You can access aggregation methods directly on any numeric Series.

Summation (sum)

Calculates the total sum of values in the column.

# Calculate Total Revenue
total_revenue = df['amount'].sum()
print(f"Total: ${total_revenue}")

Averages (mean)

Calculates the arithmetic mean.

# Calculate Average Transaction Size
avg_ticket = df['amount'].mean()

Extremes (min / max)

Finds the lowest and highest values in the dataset. Useful for range detection and outlier identification.

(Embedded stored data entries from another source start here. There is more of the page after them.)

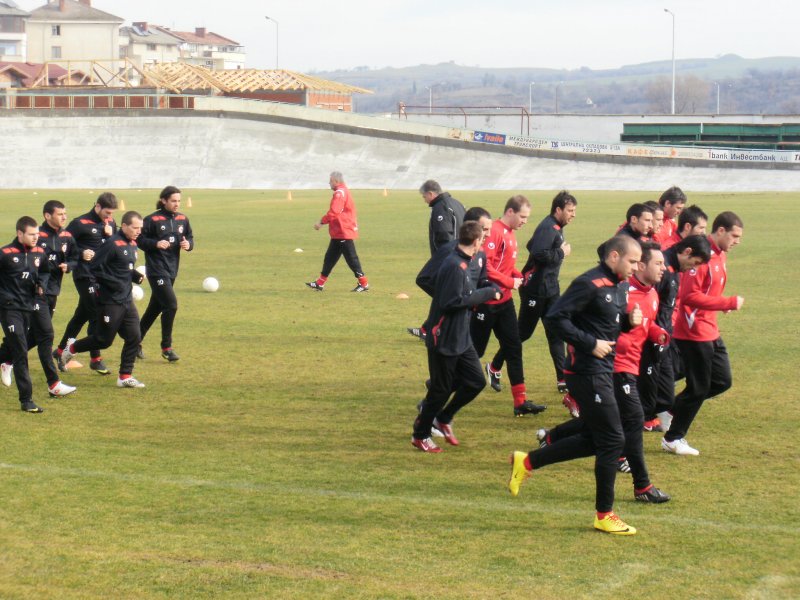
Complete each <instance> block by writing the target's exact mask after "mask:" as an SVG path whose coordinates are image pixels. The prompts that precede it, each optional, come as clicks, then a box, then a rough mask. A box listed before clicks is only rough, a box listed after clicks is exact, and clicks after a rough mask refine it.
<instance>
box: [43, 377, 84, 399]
mask: <svg viewBox="0 0 800 600" xmlns="http://www.w3.org/2000/svg"><path fill="white" fill-rule="evenodd" d="M77 389H78V388H76V387H74V386H71V385H67V384H66V383H64V382H63V381H59V382H58V383H56V384H55V385H54V386H53V387H51V388H50V395H51V396H52V397H53V398H56V397H59V396H68V395H69V394H71V393H72V392H74V391H75V390H77Z"/></svg>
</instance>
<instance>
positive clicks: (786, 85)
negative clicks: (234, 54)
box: [314, 55, 800, 115]
mask: <svg viewBox="0 0 800 600" xmlns="http://www.w3.org/2000/svg"><path fill="white" fill-rule="evenodd" d="M676 74H677V76H676V86H675V88H676V89H675V112H676V114H714V113H716V112H717V100H718V98H719V112H720V114H787V115H790V114H791V115H797V114H800V58H792V57H776V58H765V59H745V58H741V57H739V56H735V55H727V56H723V57H719V58H713V59H684V60H679V61H677V63H676ZM314 75H316V76H319V77H323V78H326V79H332V80H334V81H340V82H342V83H349V84H352V85H357V86H360V87H364V88H366V89H369V90H371V91H372V92H374V93H373V94H370V95H367V94H364V95H361V94H358V95H356V111H357V112H360V113H384V112H395V111H397V110H398V104H399V103H400V102H403V103H404V104H405V105H407V106H408V107H409V111H414V112H420V111H426V110H427V109H428V108H429V107H431V106H432V109H433V110H434V111H436V110H443V107H489V108H495V107H502V108H511V107H517V108H525V109H526V110H527V109H529V108H532V112H533V113H556V112H561V113H572V114H575V113H579V114H588V113H598V114H669V113H670V111H671V98H672V63H671V61H660V62H654V63H646V64H640V65H627V66H624V67H621V68H619V69H611V70H592V69H589V68H587V67H583V68H581V69H577V70H557V69H541V68H525V69H522V68H521V69H483V68H480V67H467V66H461V65H457V64H455V63H453V62H449V63H441V64H437V65H419V66H416V67H406V68H402V69H396V68H370V67H366V66H364V67H358V68H356V69H352V70H347V71H328V72H316V73H314ZM529 102H530V103H531V105H532V106H531V105H529Z"/></svg>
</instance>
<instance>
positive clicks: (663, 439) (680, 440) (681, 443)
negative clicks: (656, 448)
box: [661, 438, 700, 456]
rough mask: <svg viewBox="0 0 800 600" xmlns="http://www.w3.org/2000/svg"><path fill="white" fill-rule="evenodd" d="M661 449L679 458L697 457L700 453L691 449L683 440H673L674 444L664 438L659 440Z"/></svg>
mask: <svg viewBox="0 0 800 600" xmlns="http://www.w3.org/2000/svg"><path fill="white" fill-rule="evenodd" d="M661 448H662V449H663V450H664V452H670V453H672V454H677V455H679V456H698V455H699V454H700V451H699V450H695V449H694V448H692V447H691V446H690V445H689V443H688V442H687V441H686V440H685V439H684V438H681V439H679V440H675V441H674V442H668V441H667V440H666V438H661Z"/></svg>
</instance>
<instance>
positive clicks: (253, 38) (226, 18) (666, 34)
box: [16, 0, 800, 71]
mask: <svg viewBox="0 0 800 600" xmlns="http://www.w3.org/2000/svg"><path fill="white" fill-rule="evenodd" d="M16 1H17V4H18V5H19V6H20V7H21V8H23V9H26V10H31V9H33V8H36V7H37V6H41V5H42V4H44V0H33V1H27V0H16ZM92 5H93V6H94V7H95V8H98V9H100V10H104V11H106V12H109V13H111V14H114V15H116V16H119V17H121V18H124V19H125V20H126V23H130V22H132V21H148V22H151V23H156V24H159V25H165V26H167V27H170V28H172V29H176V30H179V31H193V30H194V28H195V27H206V28H208V29H209V30H210V31H214V32H216V33H218V34H220V35H223V36H225V37H228V38H231V39H233V40H235V41H237V42H239V43H240V44H242V45H244V46H245V47H246V50H247V65H246V66H247V67H254V68H274V67H275V59H276V51H275V50H276V49H275V45H276V44H275V41H276V39H275V33H276V26H275V24H274V23H272V22H268V21H267V20H266V19H265V18H264V17H265V16H270V17H272V18H274V19H275V20H277V21H278V22H279V43H280V44H279V66H280V68H285V69H291V70H295V71H310V70H333V69H351V68H353V67H358V66H369V67H387V66H390V67H404V66H410V65H418V64H435V63H440V62H448V61H454V62H455V63H457V64H460V65H469V66H481V67H550V68H568V69H576V68H579V67H582V66H586V67H590V68H592V69H605V68H615V67H620V66H622V65H626V64H636V63H640V62H649V61H655V60H669V59H670V58H671V52H672V17H671V16H670V15H669V14H667V13H665V12H664V8H669V9H670V10H671V11H672V12H673V13H674V14H675V24H676V41H675V45H676V57H677V58H679V59H680V58H709V57H715V56H720V55H723V54H738V55H740V56H743V57H745V58H763V57H767V56H800V1H799V0H763V1H761V2H752V1H739V2H736V1H734V0H726V1H723V0H607V1H605V2H598V1H597V0H562V1H560V2H559V1H558V0H494V1H486V0H482V1H477V0H401V1H398V2H376V1H375V0H341V1H339V2H331V1H330V0H276V1H261V0H224V1H219V2H214V1H213V0H135V1H133V2H132V1H131V0H92Z"/></svg>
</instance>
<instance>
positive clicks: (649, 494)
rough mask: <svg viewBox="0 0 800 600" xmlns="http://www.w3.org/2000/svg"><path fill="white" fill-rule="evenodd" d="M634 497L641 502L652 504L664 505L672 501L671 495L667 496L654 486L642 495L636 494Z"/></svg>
mask: <svg viewBox="0 0 800 600" xmlns="http://www.w3.org/2000/svg"><path fill="white" fill-rule="evenodd" d="M633 496H634V498H636V499H637V500H638V501H639V502H650V503H651V504H663V503H664V502H669V501H670V499H671V498H670V495H669V494H665V493H664V492H662V491H661V490H660V489H658V488H657V487H656V486H654V485H651V486H650V487H649V488H647V490H646V491H644V492H642V493H641V494H637V493H635V492H634V494H633Z"/></svg>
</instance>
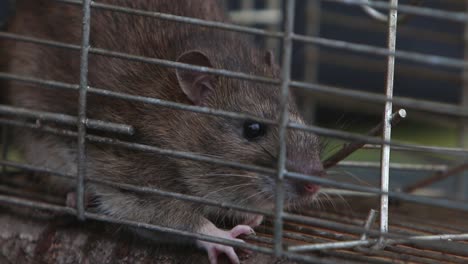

highest_sale = df['amount'].max()
lowest_sale  = df['amount'].min()

2. Statistical Analysis

PardoX v0.1 includes kernels for statistical dispersion and counting.

Standard Deviation (std)

Measures the amount of variation or dispersion of a set of values.

Interpretation

  • Low std: Values are close to the mean.
  • High std: Values are spread out over a wider range.
# Analyze Sales Volatility
volatility = df['amount'].std()

Counting (count)

Returns the number of valid (non-null) entries in the column. This is different from the DataFrame shape, as it excludes missing values.

valid_transactions = df['transaction_id'].count()

3. Handling Null Values

PardoX aggregations are Null-Aware.

Null Handling Strategy

  • Skip Strategy: By default, all aggregation functions ignore null / NaN values. They calculate the metric based only on valid data points.
  • Consistency: This matches the behavior of SQL and other major DataFrame libraries.

4. Performance vs Python

Why use df['col'].sum() instead of Python's built-in sum()?

Method Mechanism Speed (10M rows)
Python sum(df['col']) Iterates objects one by one ~1.5s
PardoX .sum() SIMD Vectorized Accumulator ~0.02s

Under the Hood

When you call .sum(), PardoX passes the memory pointer to a Rust function that uses AVX2 instructions to add 4 to 8 numbers simultaneously per CPU cycle, without ever converting the data back to Python objects.


5. GroupBy Operations (Roadmap)

Current Status (v0.1 Beta): PardoX currently supports global aggregations (reducing the entire column to a scalar).

Coming in v0.2

We are actively developing the Split-Apply-Combine engine to support:

# COMING SOON in v0.2
df.groupby('region').sum('amount')

Workaround

For now, you can filter datasets using boolean masks (coming in v0.1.5) or perform global analysis on subsets.